A lost hand, a lost foot are in themselves a dilemma. From pirate movies we still know the wooden leg or the hook, which is more or less provisionally attached to the stump. Let’s just think of Captain Ahab from Moby Dick. Granted, not a pirate movie, but the wooden leg is true.
Fortunately, medical technology offers better and better aids with modern prostheses. In 2012, Oskar Pistorius became the first bilateral leg amputee to compete in the regular Summer Olympics, finishing eighth in the 4 x 400 m relay with his teammates. But it doesn’t have to be the high-tech prosthetics of a Pistorius.
Around 90% of prostheses in the medical technology sector are still made conventionally by hand by orthopedic technicians. 3D printers are used for about 10%. The design is not based on simulation technologies, but purely geometric based on scanned data of the residual limb. Wall thicknesses and ribbing are designed by feel. If prostheses break, they are reinforced based on experience. This is expensive fun for health insurers, not to mention for the owner of the prosthesis, who depends on proper function.
Let’s look at it from the point of view of a computational engineer for simulation technologies.
For a strength evaluation, one needs the load even during movement. The orthopedic technician’s criterion is only the body weight. However, this alone cannot be sufficient, especially since there is no knowledge whatsoever about the load application.
It is clear that the prosthesis must hold, and that it should also be comfortable, which is already less gripping. How do you want to evaluate that? The contact pressure between the residual limb and the socket can be used here. And there you have a criterion that can be optimized with simulation technologies. The load, completely evenly distributed, is a theoretical optimum, but it can be used to evaluate it. Optimal here means that the voltage peaks are minimal.
Here, too, it becomes apparent that simulation technologies have not yet really arrived in medical technology. A lot is done by experiment and empiricism, whereas stress, fatigue strength and contact pressure are rather foreign words.
Perhaps this is because medical engineers think in mmHg. A very strange unit for a pressure or a tension, says at least my division manager Maik Brehm. This unit has not been generally permissible since before he was born, namely since January 1, 1978.
What can we do better here?
In the (unfortunately not entirely cheap) extreme case, we can put an MRI-measured residual limb with bone, muscle and tissue into a 3D-printed socket and optimize it via simulations until the contact pressure reaches a minimum over several loading scenarios (standing, walking, jumping, bending, etc.).

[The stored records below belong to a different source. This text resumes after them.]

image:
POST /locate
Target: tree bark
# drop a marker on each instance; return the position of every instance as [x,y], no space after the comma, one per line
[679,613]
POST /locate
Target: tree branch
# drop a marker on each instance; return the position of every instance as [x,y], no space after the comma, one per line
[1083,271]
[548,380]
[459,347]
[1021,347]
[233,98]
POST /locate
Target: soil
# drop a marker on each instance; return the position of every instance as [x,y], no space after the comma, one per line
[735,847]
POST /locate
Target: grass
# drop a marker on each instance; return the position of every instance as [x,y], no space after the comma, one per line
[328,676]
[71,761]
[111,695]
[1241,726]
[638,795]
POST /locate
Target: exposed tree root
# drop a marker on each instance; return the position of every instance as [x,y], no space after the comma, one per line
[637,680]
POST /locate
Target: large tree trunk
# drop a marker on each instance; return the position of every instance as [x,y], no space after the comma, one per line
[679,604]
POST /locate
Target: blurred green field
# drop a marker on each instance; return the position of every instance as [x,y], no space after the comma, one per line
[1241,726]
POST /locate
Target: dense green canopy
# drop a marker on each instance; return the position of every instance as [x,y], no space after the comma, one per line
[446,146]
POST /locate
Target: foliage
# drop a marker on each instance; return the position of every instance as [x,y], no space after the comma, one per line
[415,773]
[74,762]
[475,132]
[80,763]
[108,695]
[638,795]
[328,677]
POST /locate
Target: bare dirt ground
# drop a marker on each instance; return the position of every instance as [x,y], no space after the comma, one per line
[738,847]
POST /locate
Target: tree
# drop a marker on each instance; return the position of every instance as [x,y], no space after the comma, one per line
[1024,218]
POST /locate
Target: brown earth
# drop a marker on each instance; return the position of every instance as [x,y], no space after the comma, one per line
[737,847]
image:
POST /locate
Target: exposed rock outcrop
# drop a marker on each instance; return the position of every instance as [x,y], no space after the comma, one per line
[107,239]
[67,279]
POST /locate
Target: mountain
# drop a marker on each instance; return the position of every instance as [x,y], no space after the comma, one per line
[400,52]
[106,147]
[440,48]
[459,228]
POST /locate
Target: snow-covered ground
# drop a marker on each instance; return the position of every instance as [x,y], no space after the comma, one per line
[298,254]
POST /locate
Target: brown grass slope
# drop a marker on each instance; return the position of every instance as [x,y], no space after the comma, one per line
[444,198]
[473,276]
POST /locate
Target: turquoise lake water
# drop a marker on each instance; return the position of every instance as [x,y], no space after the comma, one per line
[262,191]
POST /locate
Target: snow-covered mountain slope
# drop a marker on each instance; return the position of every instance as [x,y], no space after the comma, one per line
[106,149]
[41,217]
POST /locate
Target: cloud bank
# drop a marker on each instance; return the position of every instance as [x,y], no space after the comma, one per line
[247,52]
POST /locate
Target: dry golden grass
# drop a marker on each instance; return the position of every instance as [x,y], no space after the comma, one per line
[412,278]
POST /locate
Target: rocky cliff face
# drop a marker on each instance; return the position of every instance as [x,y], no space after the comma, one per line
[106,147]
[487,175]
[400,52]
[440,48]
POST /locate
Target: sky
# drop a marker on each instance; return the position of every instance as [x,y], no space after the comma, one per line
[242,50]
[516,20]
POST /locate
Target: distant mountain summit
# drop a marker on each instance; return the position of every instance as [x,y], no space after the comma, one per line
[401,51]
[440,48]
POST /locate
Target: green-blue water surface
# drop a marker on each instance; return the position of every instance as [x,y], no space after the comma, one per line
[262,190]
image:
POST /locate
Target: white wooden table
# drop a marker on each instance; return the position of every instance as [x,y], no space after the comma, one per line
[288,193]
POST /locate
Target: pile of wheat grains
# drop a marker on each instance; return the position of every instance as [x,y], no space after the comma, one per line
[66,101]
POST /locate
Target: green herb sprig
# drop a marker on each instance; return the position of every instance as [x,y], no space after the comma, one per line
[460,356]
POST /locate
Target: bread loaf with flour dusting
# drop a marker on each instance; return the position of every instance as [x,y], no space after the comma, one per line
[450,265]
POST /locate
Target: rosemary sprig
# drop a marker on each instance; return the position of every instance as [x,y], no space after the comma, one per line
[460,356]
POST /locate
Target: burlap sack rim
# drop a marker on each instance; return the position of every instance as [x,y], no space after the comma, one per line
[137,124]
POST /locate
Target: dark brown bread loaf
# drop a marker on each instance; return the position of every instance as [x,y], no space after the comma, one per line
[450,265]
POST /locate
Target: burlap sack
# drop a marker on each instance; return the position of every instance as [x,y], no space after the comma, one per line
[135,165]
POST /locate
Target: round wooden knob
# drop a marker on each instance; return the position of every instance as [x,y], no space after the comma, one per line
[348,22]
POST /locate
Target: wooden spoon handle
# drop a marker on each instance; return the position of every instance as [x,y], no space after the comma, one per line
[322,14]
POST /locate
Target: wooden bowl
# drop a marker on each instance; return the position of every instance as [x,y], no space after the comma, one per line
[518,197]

With one of our research projects, ROAD3D, we are looking at the tolerable stresses of 3D printed components. In another research topic we are dealing with the simulation of the human body or parts of it. Optimal conditions therefore for the right know-how – also for medical technology, at Merkle & Partner.
In the affordable case, we investigate the strength via FEM methods, evaluate and reinforce critical zones, and design the prosthesis in an engineering manner.
This process can be largely automated and optimized. Not every prosthesis needs to be looked at either; a combination with AI methods is also possible. The cost savings from extended life alone should amortize the required effort for larger quantities. That’s what makes simulation technologies so valuable – and not just for medical technology.
Have I aroused your curiosity?
We would be pleased to inform you without obligation about the possibilities in modern simulation technology. Please use the contact form below to send us an email with your contact details. We will then get in touch with you as soon as possible.
Yours Stefan Merkle
PS: We are also familiar with the topic of exoskeletons…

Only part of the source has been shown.